Séb Krier@sebkrier
The Moltbook stuff is still mostly a nothingburger if you've been following things like the infinite backrooms, the extended Janus universe, Stanford's Smallville, Large Population Models, DeepMind's Concordia, SAGE's AI Village, and many more. Of course the models get better over time and so the interactions get richer, the tools called are more sophisticated and so on.
I'll concede that at least it's making multi-agent dynamics a bit easier to understand for people who are blessed with not spending their days interacting with models and monitoring ArXiv. The risk side is easy to grok - it always is! Humans are very good at freaking out. And whilst I like poking fun at the prophets of doom and the anxiety/neuroticism fueled parts of the AI ecosystem, it's plainly true that safety is important.
So it's a good time to remind people of the Distributional AGI Safety paper (arxiv.org/abs/2512.16856) and the Multi-Agent Risks from Advanced AI paper (arxiv.org/abs/2502.14143). There's a lot to research here still. As usual, this will benefit from people with deep knowledge in all sorts of domains like economics, game theory, psychology, cybersecurity, mechanism design, and many more. Maybe this is the year we will get better protocols to incentivize coordination and collaboration without the downsides, mechanism design and reputation systems to discourage malicious actors, and walled gardens and proof of humanity to better filter slop.
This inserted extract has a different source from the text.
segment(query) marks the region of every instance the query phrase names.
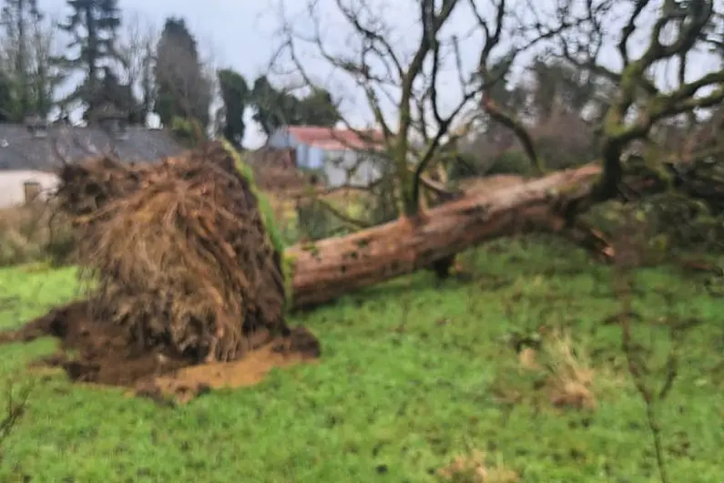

And risks aside - I think there's so much to be researched to help enable positive sum flywheels: using agents to solve coordination problems, OSINT agent platforms to hold power accountable, decentralised anonymized dataset creation for social good, aggregating dispersed knowledge without the usual pathologies (Community Notes for everything!), simulations of social and political dynamics, multi-agent systems that stress-test policy proposals, contracts, or governance mechanisms by simulating diverse strategic actors trying to game them etc. It's time to build!